Bahçe yolunu takip edip, öncelikle ailemden biri olarak gördüğüm Buddy'nin yanına gittim. Buddy, masmavi gözleri olan, çatık kaşlı, siyahlı beyazlı bir sibirya kurduydu. Daha yavruyken bahçede bulmuştum onu. Ve eğer sahiplenmesem başına bir çok bela gelebilirdi. Nihayetinde benim dostum oldu.

Beni gördüğü gibi ayaklanıp, havlayarak yanıma geldi. Yere çömelip onu kucağıma aldım. Fazla büyük değildi. Henüz bir yaşını doldurmamıştı.

Buddy ile oynayarak yarım saati geçirmiştim. Merih'le evlerimiz yan yanaydı zaten, lakin biz evden yaklaşık bir-iki kilometre uzaklıkta olan ormanda ki ağaç evimizde buluşacaktık. Ve ben geç kaldım. Ah Buddy ah.

20 dakikalık bir yürüyüşten sonra ağaç eve varabildim. Hızlıca merdivenleri çıktım. Ahşap kapıyı açıp içeriye girdim ve ardımdan kapattım. Önce sağ tarafımda duran küçük lavaboya geçip, elimi yüzümü yıkadım. Hava çok sıcaktı ve bunalmıştım. Zaten burası da bayağı havasızdı. Çünkü Merih tatile gittiğinden beri buraya gelmemiştim. Yani okullar kapandıktan sonra. Hemen bütün pencereleri açmalıyım. Temizlikte şart oldu. Her taraf tozlanmıştı.

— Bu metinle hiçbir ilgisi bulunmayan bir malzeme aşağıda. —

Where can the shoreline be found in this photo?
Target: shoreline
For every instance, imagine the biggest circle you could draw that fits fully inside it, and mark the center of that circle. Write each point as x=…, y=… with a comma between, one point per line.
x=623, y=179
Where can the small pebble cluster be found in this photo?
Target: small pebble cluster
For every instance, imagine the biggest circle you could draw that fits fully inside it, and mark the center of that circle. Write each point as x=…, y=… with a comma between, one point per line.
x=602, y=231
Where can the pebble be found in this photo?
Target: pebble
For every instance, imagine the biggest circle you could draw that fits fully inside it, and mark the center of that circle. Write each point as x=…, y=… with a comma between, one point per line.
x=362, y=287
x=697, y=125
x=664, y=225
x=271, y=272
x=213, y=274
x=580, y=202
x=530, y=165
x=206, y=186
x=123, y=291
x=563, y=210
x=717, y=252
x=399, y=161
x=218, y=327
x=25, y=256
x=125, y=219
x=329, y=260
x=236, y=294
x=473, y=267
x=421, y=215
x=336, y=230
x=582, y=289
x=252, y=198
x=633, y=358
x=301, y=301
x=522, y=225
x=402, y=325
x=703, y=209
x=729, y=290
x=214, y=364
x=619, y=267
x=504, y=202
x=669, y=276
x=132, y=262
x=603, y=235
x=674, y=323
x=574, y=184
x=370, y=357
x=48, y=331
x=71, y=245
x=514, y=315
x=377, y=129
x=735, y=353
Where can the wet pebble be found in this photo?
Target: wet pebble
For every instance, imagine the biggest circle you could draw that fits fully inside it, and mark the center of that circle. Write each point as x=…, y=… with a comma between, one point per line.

Mutfak ve küçük bir odadan oluşan ağaç evimizin bütün pencerelerini açmaya başladım. Ilk mutfağa geçtim. Küçük bir tezgahı, bir kaç dolap ve çekmecesi ve bir de duvarla bitişik, kare şeklinde ahşaptan küçük bir masa vardı. Tezgahla masanın arasında kalan boşluktan geçip pencereyi açtım. Bir bardak su içip odaya geçtim. Burada ki iki pencereyi de açıp kendimi koltuğa attım. İki tane krem renkli koltuk vardı. Bir de küçük bir şömine. İhtiyacımız olabilecek her şeyden küçük boyutta vardı. Ve bilin bakalım kim yok. Tek geç kalan ben değildim sanırım.

Düşündüğüm gibi olmadığını çatıdan sesler gelince anladım. Hemen dışarı çıkıp, çatıya çıkan merdivenlere yöneldim ve çıkarken de;

"Merih ! " diye seslendim. Ses gelmeyince iki kere daha tekrarladım.

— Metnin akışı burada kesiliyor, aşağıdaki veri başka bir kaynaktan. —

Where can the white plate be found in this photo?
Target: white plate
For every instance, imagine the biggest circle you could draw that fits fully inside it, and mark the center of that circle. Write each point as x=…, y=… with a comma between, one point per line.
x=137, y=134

"Ne bağırıyorsun be, uyumaya çalışıyorum burada."

Onu uyandırdığım için kendi kendine söylenen arkadaşımın yanına doğru gittim ve yumuşak minderlere bende uzandım. Gökyüzü çok güzeldi. Görüş alanım kızıl bulutlar yüzünden yok oldu. Tabi ki bu kızıl bulutlar, rüzgarın harekete geçirmiş olduğu Merih'in saçlarıydı. Çok güzel, beline kadar gelen doğal kızıl saçları vardı. Yüzüme düşen saçlarını kenara çektim ve gökyüzünü seyretmeye devam ettim. Bugün çok sessizdi, acaba bir sorun mu vardı. Uzun bir sessizliğin ardından, Merih'in sıcak nefesini kulağımda hissettim;

"Seni özledim."

"Bende öyle."
Bir anda yattığı yerden doğruldu, bağdaj kurup oturdu.

"Bu annem olucak karıyla yine kavga ettim. Tatilimin içine etti. Anlamıyorum ki benimle derdi ne? Madem bakmayacaksın neden evlatlık edinirsin." İç çekip devam etti;

"Gerçi onu da suçlayamıyorum. Beni doğuran kadın sokağa atmışken, başkalarından ne bekleye bilirim ki. Beni kimse istemiyor Lamia!"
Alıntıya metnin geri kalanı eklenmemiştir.